ClickHouse · iskakaushik · Oct 29, 2025 · Aug 18, 2025 · Aug 19, 2025 · Aug 19, 2025
diff --git a/examples/CMakeLists.txt b/examples/CMakeLists.txt
@@ -46,10 +46,13 @@ add_ai_example(openrouter_example openrouter_example.cpp)
 
 # Tool calling examples
 add_ai_example(tool_calling_basic tool_calling_basic.cpp)
-add_ai_example(tool_calling_multistep tool_calling_multistep.cpp) 
+add_ai_example(tool_calling_multistep tool_calling_multistep.cpp)
 add_ai_example(tool_calling_async tool_calling_async.cpp)

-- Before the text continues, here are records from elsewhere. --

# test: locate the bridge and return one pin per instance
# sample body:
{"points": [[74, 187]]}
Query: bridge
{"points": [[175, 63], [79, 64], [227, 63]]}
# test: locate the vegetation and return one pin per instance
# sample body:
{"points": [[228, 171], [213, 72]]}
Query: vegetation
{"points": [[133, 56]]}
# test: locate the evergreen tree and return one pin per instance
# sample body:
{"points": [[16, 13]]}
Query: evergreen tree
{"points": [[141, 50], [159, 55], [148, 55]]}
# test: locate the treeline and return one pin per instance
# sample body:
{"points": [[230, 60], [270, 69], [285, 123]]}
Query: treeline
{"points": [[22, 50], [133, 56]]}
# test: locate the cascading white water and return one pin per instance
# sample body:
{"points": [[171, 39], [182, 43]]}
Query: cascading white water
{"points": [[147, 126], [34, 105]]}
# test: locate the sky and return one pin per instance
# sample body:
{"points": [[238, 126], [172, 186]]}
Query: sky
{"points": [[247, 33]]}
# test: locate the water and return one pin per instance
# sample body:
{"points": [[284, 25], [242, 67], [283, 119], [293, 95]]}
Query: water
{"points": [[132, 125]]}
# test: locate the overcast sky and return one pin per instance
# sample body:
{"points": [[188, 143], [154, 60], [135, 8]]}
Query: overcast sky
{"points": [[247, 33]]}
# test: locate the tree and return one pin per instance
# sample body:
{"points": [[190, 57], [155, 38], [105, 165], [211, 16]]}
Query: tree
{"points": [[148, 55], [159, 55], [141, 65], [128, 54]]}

 add_ai_example(test_tool_integration test_tool_integration.cpp)
 
+# Embeddings example
+add_ai_example(embeddings_example embeddings_example.cpp)
+
 # Component-specific examples
 add_subdirectory(components/openai)
 add_subdirectory(components/anthropic) 

diff --git a/examples/embeddings_example.cpp b/examples/embeddings_example.cpp
@@ -0,0 +1,286 @@
+/**
+ * Embeddings Example - AI SDK C++
+ *
+ * This example demonstrates how to use the embeddings API with the AI SDK.
+ * It shows how to:
+ * - Generate embeddings for single and multiple texts
+ * - Use different embedding models and dimensions
+ * - Calculate cosine similarity between embeddings
+ * - Handle errors and display results
+ *
+ * Usage:
+ *   export OPENAI_API_KEY=your_key_here
+ *   ./embeddings_example
+ */
+
+#include <cmath>
+#include <iomanip>
+#include <iostream>
+#include <string>
+#include <vector>
+
+#include <ai/openai.h>
+#include <ai/types/embedding_options.h>
+
+// Helper function to calculate cosine similarity between two embeddings
+double cosine_similarity(const std::vector<double>& a,
+                         const std::vector<double>& b) {
+  if (a.size() != b.size()) {
+    return 0.0;
+  }
+
+  double dot_product = 0.0;
+  double norm_a = 0.0;
+  double norm_b = 0.0;
+
+  for (size_t i = 0; i < a.size(); ++i) {
+    dot_product += a[i] * b[i];
+    norm_a += a[i] * a[i];
+    norm_b += b[i] * b[i];
+  }
+
+  if (norm_a == 0.0 || norm_b == 0.0) {
+    return 0.0;
+  }
+
+  return dot_product / (std::sqrt(norm_a) * std::sqrt(norm_b));
+}
+
+// Helper function to extract embedding as a vector of doubles
+std::vector<double> extract_embedding(const nlohmann::json& data,
+                                      size_t index) {
+  std::vector<double> embedding;
+  if (data.is_array() && index < data.size()) {
+    for (const auto& val : data[index]["embedding"]) {
+      embedding.push_back(val.get<double>());
+    }
+  }
+  return embedding;
+}
+
+int main() {
+  std::cout << "AI SDK C++ - Embeddings Example\n";
+  std::cout << "================================\n\n";
+
+  // Create OpenAI client
+  auto client = ai::openai::create_client();
+  if (!client.is_valid()) {
+    std::cerr << "Error: Failed to create OpenAI client. Make sure "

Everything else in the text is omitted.